150 anos do fim da Pena de Morte em Portugal
O evento inseriu-se no âmbito do Festival Literário Internacional de Óbidos (Fólio) que contou, este ano, com a sua terceira edição e decorreu entre os dias 19 e 29 de outubro.
Como podia ler-se em vários suportes de divulgação do festival: “O Fólio este ano é rebelde, revoltado e revolucionário. Mas também é único, inclusivo e feliz. Os dias mágicos que a vila literária apresenta este ano são um manual de instruções para a compreensão da história”. Compreender a história, foi precisamente o que os dois excelentes oradores, Ferreira Fernandes e João Soares, nos facultaram.
O tema do evento era, como se referiu, a Abolição da Pena de Morte.
Com as primeiras palavras dos intervenientes, toda a audiência pôde perceber que não se trataria de um debate, em que se mostrariam argumentos de teses opostas, mas sim de uma conversa entre dois humanistas, com convicções assentes nos valores da tolerância, do respeito pela vida humana e da reabilitação dos condenados.
Neste ano de 2017, celebram-se os 150 anos da extinção da Pena de Morte em Portugal, e, nesse contexto, tanto Ferreira Fernandes como João Soares destacaram a circunstância de esse facto ser pouco valorizado pelo país e pelos seus nacionais. “A questão do fim da Pena de Morte é uma marca que nos distingue pela positiva relativamente à generalidade dos países, mas, no plano internacional, não a valorizamos”, reforçou João Soares.
Portugal foi o primeiro dos Estados modernos europeus (tendo apenas sido precedido pelos microestados da República de São Marino e do Ducado da Toscânia, este último, mais tarde, integrado na Itália) a abolir a Pena de Morte para crimes civis, e fê-lo através da Carta de Lei de 1 de julho de 1867, no reinado de D. Luís, na sequência de uma proposta avançada pelo ministro da justiça da época. Para Ferreira Fernandes esta proposta para o fim da Pena de Morte “não foi um passo, foi um corte epistemológico, foi a compreensão de que o Estado, mesmo sendo Estado, não podia matar”.

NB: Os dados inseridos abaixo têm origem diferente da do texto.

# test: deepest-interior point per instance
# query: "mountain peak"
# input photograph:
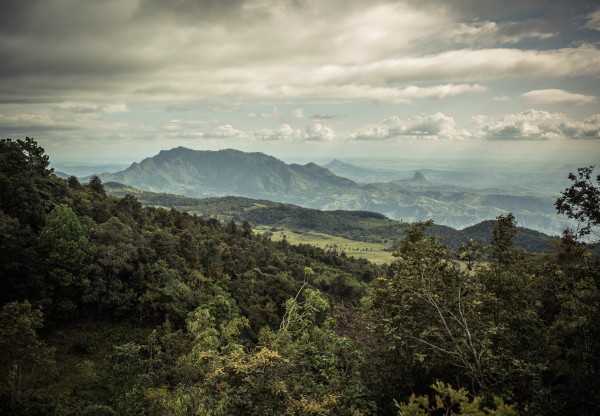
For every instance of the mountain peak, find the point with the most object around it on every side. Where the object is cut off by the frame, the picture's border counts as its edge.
(202, 173)
(419, 177)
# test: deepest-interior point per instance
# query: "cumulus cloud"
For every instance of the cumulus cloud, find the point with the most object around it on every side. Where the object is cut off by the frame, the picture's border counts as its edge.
(428, 126)
(593, 20)
(89, 107)
(537, 125)
(589, 128)
(284, 132)
(369, 50)
(318, 132)
(472, 64)
(557, 96)
(492, 33)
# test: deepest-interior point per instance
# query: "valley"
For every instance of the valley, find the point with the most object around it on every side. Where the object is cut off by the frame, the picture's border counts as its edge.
(423, 194)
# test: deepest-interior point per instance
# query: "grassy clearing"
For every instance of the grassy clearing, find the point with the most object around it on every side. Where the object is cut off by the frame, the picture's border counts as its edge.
(374, 252)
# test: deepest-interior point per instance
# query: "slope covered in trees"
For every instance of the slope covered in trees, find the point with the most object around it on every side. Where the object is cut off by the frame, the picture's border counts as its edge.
(109, 307)
(354, 225)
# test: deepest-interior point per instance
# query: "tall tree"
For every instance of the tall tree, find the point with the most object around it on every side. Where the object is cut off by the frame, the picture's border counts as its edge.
(67, 248)
(581, 201)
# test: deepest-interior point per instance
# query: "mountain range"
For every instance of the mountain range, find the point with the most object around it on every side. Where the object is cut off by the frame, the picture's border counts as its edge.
(202, 174)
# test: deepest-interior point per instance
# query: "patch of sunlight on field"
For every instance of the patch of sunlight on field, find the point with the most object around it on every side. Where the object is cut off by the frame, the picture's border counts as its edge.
(374, 252)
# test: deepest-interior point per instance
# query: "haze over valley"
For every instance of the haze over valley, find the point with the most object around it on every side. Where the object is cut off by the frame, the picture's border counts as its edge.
(456, 198)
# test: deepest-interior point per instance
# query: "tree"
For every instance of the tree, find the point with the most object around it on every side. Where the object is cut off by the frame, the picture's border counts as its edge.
(503, 235)
(449, 401)
(67, 248)
(430, 313)
(23, 181)
(24, 359)
(95, 184)
(581, 201)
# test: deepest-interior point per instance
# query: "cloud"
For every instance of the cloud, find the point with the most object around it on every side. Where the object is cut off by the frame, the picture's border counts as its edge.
(589, 128)
(471, 64)
(324, 116)
(318, 132)
(536, 125)
(89, 107)
(284, 132)
(492, 33)
(216, 49)
(427, 126)
(557, 96)
(593, 20)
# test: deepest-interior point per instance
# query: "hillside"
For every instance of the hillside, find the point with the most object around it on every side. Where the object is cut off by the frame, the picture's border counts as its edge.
(203, 174)
(354, 225)
(111, 307)
(228, 172)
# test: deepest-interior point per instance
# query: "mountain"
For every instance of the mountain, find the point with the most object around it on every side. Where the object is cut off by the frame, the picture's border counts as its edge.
(229, 172)
(354, 225)
(362, 174)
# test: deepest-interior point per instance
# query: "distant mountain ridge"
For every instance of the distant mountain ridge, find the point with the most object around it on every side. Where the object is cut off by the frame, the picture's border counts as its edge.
(227, 172)
(204, 174)
(354, 225)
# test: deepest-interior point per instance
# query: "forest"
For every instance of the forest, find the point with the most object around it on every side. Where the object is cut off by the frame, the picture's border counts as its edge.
(109, 307)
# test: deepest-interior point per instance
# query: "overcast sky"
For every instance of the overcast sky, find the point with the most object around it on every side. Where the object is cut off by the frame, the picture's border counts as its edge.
(119, 80)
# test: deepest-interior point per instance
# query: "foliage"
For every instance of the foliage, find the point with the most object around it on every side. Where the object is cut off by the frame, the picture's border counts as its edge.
(157, 311)
(449, 401)
(581, 201)
(24, 359)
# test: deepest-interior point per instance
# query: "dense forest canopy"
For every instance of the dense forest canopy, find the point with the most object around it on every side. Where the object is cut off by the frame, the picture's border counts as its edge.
(110, 307)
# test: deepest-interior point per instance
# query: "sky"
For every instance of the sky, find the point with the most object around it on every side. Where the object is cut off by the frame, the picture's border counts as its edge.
(116, 81)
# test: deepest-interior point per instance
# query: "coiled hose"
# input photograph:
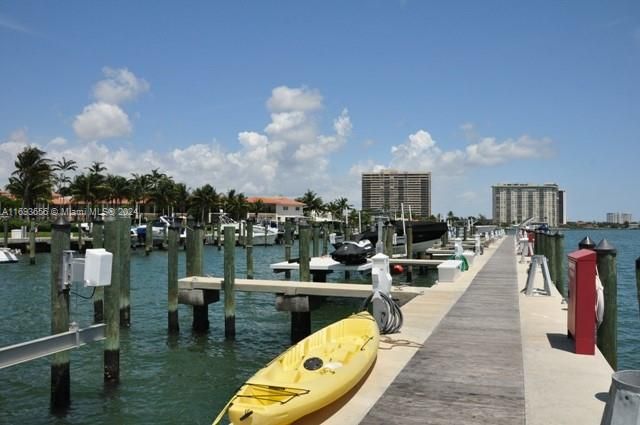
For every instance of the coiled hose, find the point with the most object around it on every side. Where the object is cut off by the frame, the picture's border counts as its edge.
(393, 319)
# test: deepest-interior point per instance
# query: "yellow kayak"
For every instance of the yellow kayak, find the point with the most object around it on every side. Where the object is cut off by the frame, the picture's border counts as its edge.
(308, 376)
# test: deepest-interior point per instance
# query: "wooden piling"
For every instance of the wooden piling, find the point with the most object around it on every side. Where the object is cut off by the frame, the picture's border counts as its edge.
(388, 240)
(409, 239)
(195, 267)
(559, 259)
(112, 237)
(249, 246)
(172, 279)
(638, 280)
(316, 240)
(325, 239)
(219, 235)
(551, 256)
(148, 238)
(6, 232)
(125, 273)
(60, 363)
(97, 241)
(32, 243)
(229, 283)
(607, 332)
(301, 320)
(287, 245)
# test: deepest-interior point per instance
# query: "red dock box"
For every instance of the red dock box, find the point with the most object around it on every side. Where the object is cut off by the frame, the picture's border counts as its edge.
(581, 320)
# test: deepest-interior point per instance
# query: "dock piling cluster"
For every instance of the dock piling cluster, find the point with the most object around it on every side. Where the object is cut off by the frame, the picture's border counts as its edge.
(60, 364)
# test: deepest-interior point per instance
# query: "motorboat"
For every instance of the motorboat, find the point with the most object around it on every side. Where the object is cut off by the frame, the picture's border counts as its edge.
(159, 229)
(425, 234)
(352, 253)
(8, 255)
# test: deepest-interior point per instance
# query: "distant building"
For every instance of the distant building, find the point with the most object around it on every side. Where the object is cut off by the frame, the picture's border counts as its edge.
(618, 218)
(562, 207)
(514, 203)
(276, 208)
(386, 190)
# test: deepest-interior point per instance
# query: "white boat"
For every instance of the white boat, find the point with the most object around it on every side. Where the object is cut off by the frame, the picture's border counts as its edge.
(159, 229)
(263, 233)
(8, 255)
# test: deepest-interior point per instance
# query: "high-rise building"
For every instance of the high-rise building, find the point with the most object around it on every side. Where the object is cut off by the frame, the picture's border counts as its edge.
(562, 207)
(514, 203)
(386, 190)
(618, 218)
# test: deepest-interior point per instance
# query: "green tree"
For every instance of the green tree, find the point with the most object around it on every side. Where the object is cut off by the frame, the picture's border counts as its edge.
(60, 178)
(117, 188)
(313, 202)
(31, 181)
(203, 200)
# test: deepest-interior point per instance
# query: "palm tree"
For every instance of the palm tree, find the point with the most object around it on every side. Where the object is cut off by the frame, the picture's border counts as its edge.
(88, 188)
(256, 208)
(31, 180)
(203, 200)
(60, 179)
(163, 194)
(117, 188)
(339, 207)
(236, 204)
(154, 178)
(138, 190)
(181, 194)
(313, 202)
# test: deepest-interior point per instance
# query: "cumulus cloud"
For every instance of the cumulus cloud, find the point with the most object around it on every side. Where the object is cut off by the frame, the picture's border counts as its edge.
(284, 98)
(100, 121)
(120, 85)
(105, 119)
(491, 152)
(9, 150)
(421, 152)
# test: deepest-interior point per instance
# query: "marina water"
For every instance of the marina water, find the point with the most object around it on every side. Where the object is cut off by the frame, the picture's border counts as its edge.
(185, 379)
(189, 378)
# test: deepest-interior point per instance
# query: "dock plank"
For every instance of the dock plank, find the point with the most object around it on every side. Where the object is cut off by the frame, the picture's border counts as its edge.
(348, 290)
(470, 371)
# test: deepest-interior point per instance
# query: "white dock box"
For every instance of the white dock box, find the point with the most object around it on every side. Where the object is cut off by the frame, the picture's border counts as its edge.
(470, 256)
(97, 267)
(449, 270)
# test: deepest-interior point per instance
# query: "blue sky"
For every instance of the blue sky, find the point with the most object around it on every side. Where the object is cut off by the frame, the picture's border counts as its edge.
(276, 97)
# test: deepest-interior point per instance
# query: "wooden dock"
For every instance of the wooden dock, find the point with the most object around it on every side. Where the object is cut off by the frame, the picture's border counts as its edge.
(348, 290)
(470, 371)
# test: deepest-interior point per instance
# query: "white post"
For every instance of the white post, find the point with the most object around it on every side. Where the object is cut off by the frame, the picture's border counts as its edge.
(381, 280)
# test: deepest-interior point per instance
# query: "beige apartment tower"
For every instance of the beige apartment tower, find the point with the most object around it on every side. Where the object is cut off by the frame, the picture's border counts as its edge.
(514, 203)
(386, 190)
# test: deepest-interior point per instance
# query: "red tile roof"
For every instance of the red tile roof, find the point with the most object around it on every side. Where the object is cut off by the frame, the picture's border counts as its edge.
(276, 200)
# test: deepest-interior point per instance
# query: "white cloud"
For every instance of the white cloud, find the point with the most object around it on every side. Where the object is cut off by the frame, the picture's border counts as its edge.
(56, 142)
(100, 121)
(421, 152)
(284, 98)
(120, 85)
(9, 150)
(490, 152)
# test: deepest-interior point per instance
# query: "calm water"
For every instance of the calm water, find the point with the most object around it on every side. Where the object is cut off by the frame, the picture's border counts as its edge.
(627, 243)
(187, 379)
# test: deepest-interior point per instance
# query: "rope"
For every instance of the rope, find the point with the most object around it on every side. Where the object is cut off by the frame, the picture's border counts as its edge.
(392, 321)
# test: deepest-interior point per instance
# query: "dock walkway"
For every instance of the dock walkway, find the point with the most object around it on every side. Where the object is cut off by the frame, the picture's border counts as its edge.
(471, 369)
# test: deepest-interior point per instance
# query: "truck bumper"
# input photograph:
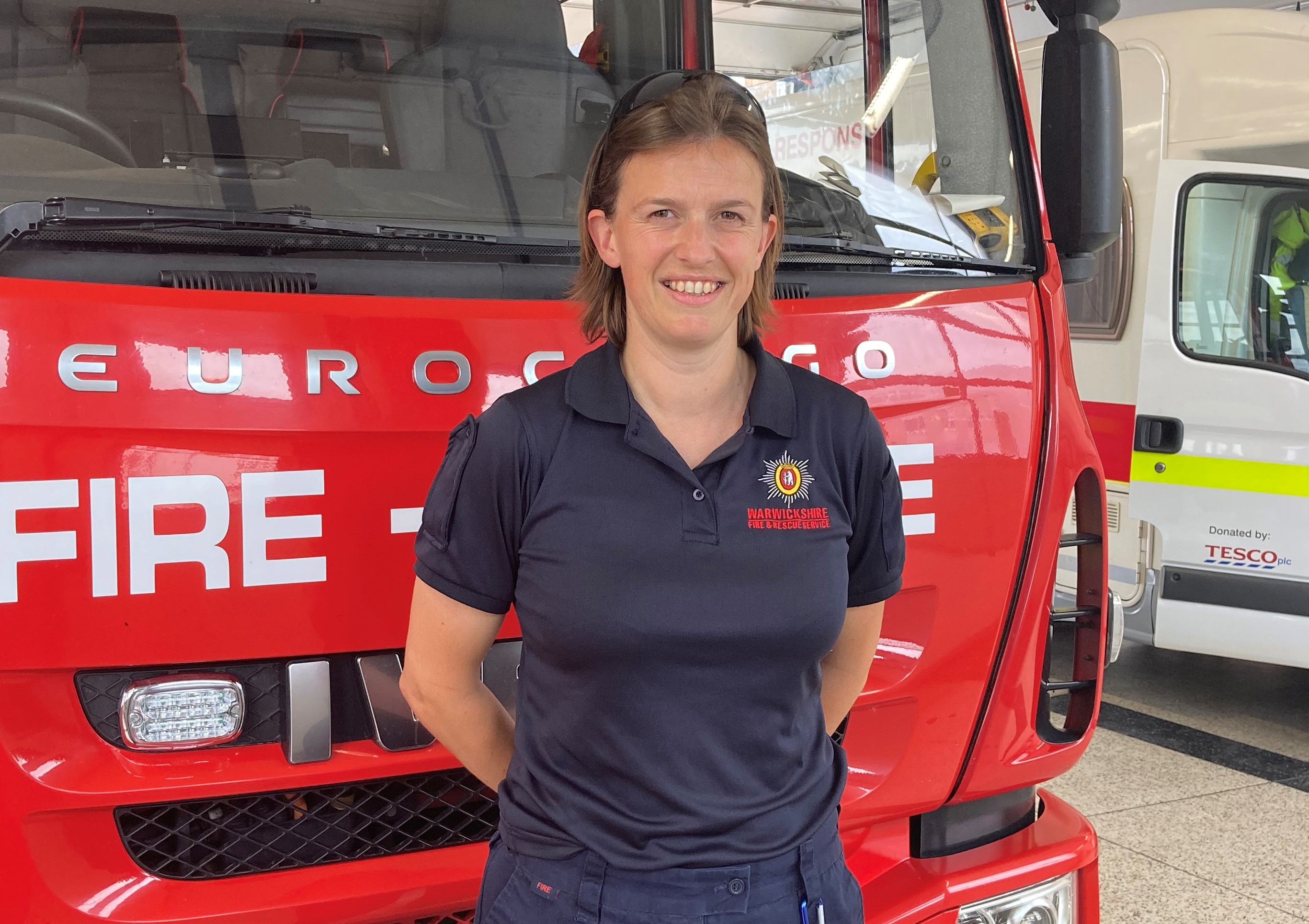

O nosso território foi, sem dúvida, nesta matéria da extinção da pena capital, pioneiro e fortemente inspirador, tornando-se num ator extremamente relevante para a história, cultura e ideais da União Europeia. E, apesar de a Abolição da Pena de Porte não ser uma marca fortemente vincada na consciência coletiva nacional, a nível Europeu as Instituições são-nos reconhecidas. É por isso mesmo que, em abril de 2015, a Carta de Lei de 1867 foi distinguida pela Comissão Europeia como “Marca do Património Europeu” (Iniciativa da União Europeia estabelecida pela Decisão n.º 1194/2011/UE do Parlamento Europeu e do Conselho). Pretendeu-se com esta distinção contribuir para a promoção dos valores da Cidadania Europeia e dos Direitos Humanos.
Como não podia deixar de ser, a propósito do tema em apreço também se falou de livros e de escritores, com destaque para Alexandre Herculano, Camilo Castelo Branco, Albert Camus, Roger Crowley e Victor Hugo. Falando no escritor francês Victor Hugo, não podíamos deixar de referir e apresentar um pequeno excerto da carta que o mesmo enviou ao jornalista Pedro Brito Aranha, a 15 de junho de 1867, a propósito da aprovação da lei que extinguia a Pena de Morte: “Amo e glorifico o vosso belo e querido Portugal. É livre, portanto, é grande. Portugal acaba de abolir a Pena de Morte.
Acompanhar este progresso é dar um grande passo civilizacional. Desde hoje, Portugal está à cabeça da Europa. Vós, Portugueses, não deixastes de ser navegadores intrépidos. Outrora íeis à frente nos Oceanos; hoje ides à frente na verdade. Proclamar princípios é ainda mais belo que descobrir mundos.”
Desde abril deste ano, tiveram início diversos eventos relacionados com as comemorações dos 150 anos do fim da Pena de Morte em Portugal. Até julho de 2018, muitos outros estão programados. De todas essas iniciativas, destaca-se a exposição a decorrer até 29 de dezembro de 2017, no Átrio Principal da Assembleia da República, sob o tema “Morte à Morte! 150 anos da abolição da pena de morte em Portugal / 1867 – 2017”.
Aproveitamos para realçar que, tal como referiram os oradores da conferência em apreço, “a fronteira entre a civilização e a barbárie é muito ténue, sendo muito fácil passamos para o horror”, pelo que a consciência cívica, a vivência histórica e o conhecimento, participação e interesse de toda a comunidade por estes temas é fundamental para a manutenção e defesa das liberdades e direitos conquistados.